With the internet taking off, with the dawn of MMOs and online gaming in general becoming an ever bigger thing, there were now games that developed their own, respective niche communities and ‘cultures.’ But I wouldn’t agree that there ever was anything like gaming culture as a whole. Some people played games. Some people started defining themselves through the games they played, some people started defining themselves through playing games, period. But most people just played games the way they always did. Once in a while, like reading a book.
There never was and even now there is not really an all encompassing gamer culture. What there is, is a made up PR fantasy. That fantasy is catering to manchildren, just like those from the TV shows of the mid 90s that were presented to us as cool role models.
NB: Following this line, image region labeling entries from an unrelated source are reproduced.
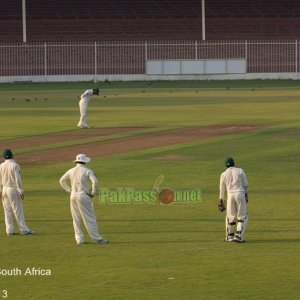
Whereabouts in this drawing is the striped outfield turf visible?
[0,81,300,300]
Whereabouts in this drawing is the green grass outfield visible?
[0,81,300,300]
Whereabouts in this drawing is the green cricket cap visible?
[2,149,12,159]
[225,157,234,168]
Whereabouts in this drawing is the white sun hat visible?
[73,154,91,163]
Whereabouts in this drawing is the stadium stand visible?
[0,0,300,42]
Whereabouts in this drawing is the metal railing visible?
[0,40,300,76]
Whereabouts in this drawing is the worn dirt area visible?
[1,126,257,164]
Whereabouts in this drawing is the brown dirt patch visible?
[1,126,257,164]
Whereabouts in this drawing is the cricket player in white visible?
[77,89,99,129]
[218,157,248,243]
[0,149,34,235]
[59,154,108,245]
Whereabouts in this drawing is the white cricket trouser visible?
[77,100,88,127]
[70,194,102,244]
[2,187,30,234]
[226,192,247,235]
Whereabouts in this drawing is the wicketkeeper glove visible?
[218,199,226,212]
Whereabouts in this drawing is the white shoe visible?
[21,229,35,235]
[96,239,109,245]
[234,234,245,243]
[225,235,234,242]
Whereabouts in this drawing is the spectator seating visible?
[0,0,300,42]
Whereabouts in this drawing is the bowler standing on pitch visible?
[0,149,34,235]
[77,89,99,129]
[218,157,248,243]
[59,154,108,245]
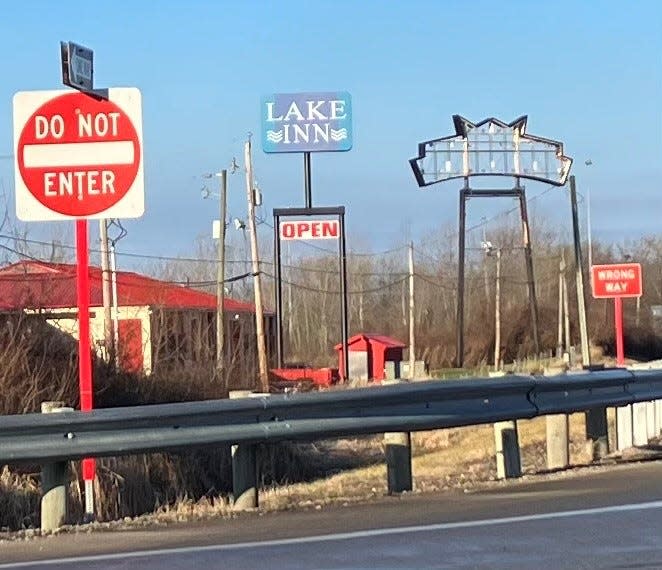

The cycle seems to complete itself in that regard. Some of us seem to have heeded the call, aspiring to become creatures as artificial and wilfully offensive as those moderators populating video game themed kids’ shows in the 1990s were. But gaming culture as in something that all people who play games can and should identify with does not exist.
I admit there are all the myriad gaming media outlets that cater to video game culture, but what is video game culture? Can such a thing even exist? Sure there are enthusiasts, just as there are enthusiasts for every other kind of media. Video game communities are no more or less indicative and formative of video game culture than movie enthusiast communities are. Is there such a thing as a “movie enthusiast culture?”
One thing all those “cultures” and “communities” have in common though is the medium of the internet. I would say there is an all encompassing internet culture (which has a problem with tone through and through, it’s not just gaming) that gaming culture is a part of, and within that we find a myriad of different communities, niches and just as many different kinds of people playing games. The gamer, as in the gamer doesn’t exist. Some are enthusiasts. But as such, gamers are just as much of a made up PR term to easily market towards a mostly made up audience as gaming culture is a fleeting, illusionary concept.
Playing video games is many different things to many different people. There are so many so vastly different types of games, that it is simply impossible to say that all people playing any kind of games are part of the same hobby or ‘culture.’ Mobile gaming, online gaming, first person shooters, war games, dating games, console games, computer games, indie games - all those things are playable, sure, but they are too different from each other to safely lump all people - more or less - enthusiastically playing into one big group.
Besides, who are we, the people that play games? If I do not play a game for a week, for a month, for a year, do I have to turn in my badge? If I play a game five minutes a day, can I still call myself a gamer? Does it matter? Who will judge me on that? The gamer police? There are a lot of horrible people on the internet that play games and say horrible things to other people on the internet, some of which also play games. But because horrible people play games, some games, some specific games that not everyone else plays, does not mean that all of the people that play any games are horrible, immature manchildren. And more importantly it does not mean that I as someone who plays video games share the same hobby with those people. There is no such thing as an all encompassing gamer culture. And gaming is the wrong, much too broad term for this hobby.